Eugène Bidet disjoncte

KIWI, roman feuilleton de Pierre Alferi

Épisode 18 - Eugène Bidet disjoncte

Eugène présente maintenant à Daniela une série d'individus dont sa rétine ne parvient pas à imprimer les traits, ni son oreille, les noms. Ils la félicitent, lui souhaitent la bienvenue, et quand ils ajoutent un hommage de leur cru, c'est pour louer son élégance vestimentaire, son amabilité, sa conversation, sa coiffure, toutes choses qu'elle sait factices. Se rappelant le mal qu'elle eut à se rendre présentable, elle sourit d'être ainsi complimentée, comme si elle l'avait en effet dessinée puis modelée, pour cette part d'elle-même offerte avec laquelle elle sera toujours le plus mal accointée.

De chaque membre du club qu'Eugène lui donne de passer en revue elle ne retient que la particularité la plus saillante :
le col Mao d'un retraité à l'allure militaire ;
les lunettes fumées d'un adolescent acnéique de méchante humeur ;
le juste-au-corps osé d'une quasi-naine au nom inenregistrable (Marie Durand ?) ;
la charpie qui sert de doudou à une fillette qui se dandine ;
la calvitie d'un quinquagénaire, identique à celle du docteur ;
le rouge à lèvres orange d'une trentenaire, identique à celui de madame Sénart ;
les mèches plaquées sur les tempes d'un homme osseux et couperosé à l'accent germanique, qui embaument le pétrole et l'eau de Cologne.

Il faut dire qu'elle guette la réapparition de Max, et que, lorsqu'enfin elle a lieu, c'est auprès d'une jeune femme, puis d'une autre, jolies de loin, brunes toutes les deux, et surtout d'une chaleur et d'une gaieté qui ont le don d'agacer Daniela. Ces grues ne sont sûrement pas des cousines. Repoussant l'idée monstrueuse que Max soit en train de flirter, ou, pire encore, qu'il se soit échappé en leur compagnie quelques minutes plus tôt, elle envisage le choix qu'il a pu faire d'inviter d'anciennes amoureuses. Ne serait-il pas, alors, d'une perversité ou d'une ingénuité également remarquables ?

Cependant Eugène entrecoupe les présentations de remarques sans aménité sur le genre psychosocial de chacun. Elle lui reproche, d'un oh muet, ses sarcasmes. Il s'obstine.

— Vous pouvez vous moquer de mes catégories
prenez-vous en plutôt [tic]
au besoin aberrant [tic] des autres
qui nous fait adopter un genre
en ce qui me concerne je peux tout à fait vivre seul [tic]
je veux dire absolument seul [tic] [tic]
sans douce moitié
et même sans le monde extérieur
SANS VOUS TOUS !

Il a soudain élevé la voix, pas assez pour réduire au silence la trentaine de convives papotant, mais assez pour que tous ils se tournent vers lui.

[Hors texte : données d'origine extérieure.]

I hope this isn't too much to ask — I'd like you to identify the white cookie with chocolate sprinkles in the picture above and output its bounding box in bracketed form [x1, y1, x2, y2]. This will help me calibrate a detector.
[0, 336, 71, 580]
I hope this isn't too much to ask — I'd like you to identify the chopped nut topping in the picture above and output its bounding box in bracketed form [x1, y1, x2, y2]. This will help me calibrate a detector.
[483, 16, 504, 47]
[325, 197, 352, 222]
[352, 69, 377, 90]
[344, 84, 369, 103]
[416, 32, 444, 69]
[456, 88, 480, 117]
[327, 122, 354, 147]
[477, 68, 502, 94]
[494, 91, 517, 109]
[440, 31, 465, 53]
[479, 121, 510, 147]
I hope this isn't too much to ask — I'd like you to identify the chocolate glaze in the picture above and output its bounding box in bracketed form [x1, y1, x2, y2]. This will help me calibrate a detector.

— Si j'ai faim [tic] je ronge mes ongles !

Il dit en portant son index à sa bouche et il montre les dents. Daniela baisse les yeux vers ses propres doigts, qu'elle a, pour la première fois de sa vie, manucurés la veille dans un salon de beauté. Elle ne sait plus où se mettre, d'autant moins qu'elle croit voir les regards converger, après qu'ils ont effleuré son voisin, vers sa propre personne. Eugène leur a fourni le prétexte qu'ils attendaient pour la toiser à une distance confortable, pour mater la mariée comme ils ne pouvaient décemment le faire lors des présentations.

Hors du cadre poli d'un échange, leur soixantaine d'yeux, noirs et denses comme des capuchons de caoutchouc au bout d'antennes métalliques, ont une dureté, une crudité qui l'effraient. Elle croit entendre prononcé comme une sentence : « C'est elle ! ». Elle se sent alors dénudée par cet Argus soudain formé, rougit jusqu'à la racine des cheveux et, profitant de ce qu'Eugène ne s'adresse plus à elle en particulier, tourne le dos à l'assemblée, négligeant le fait qu'elle exhibe ce qui lui était encore dérobé : son verso, où ses fesses moulées dans le satin deviennent le point de mire collectif. Elle s'est placée comme sur ces divans pour deux qu'on appelle des « conversations », à côté à l'envers d'Eugène, devenu pâle comme un spectre, et dont la voix déraille.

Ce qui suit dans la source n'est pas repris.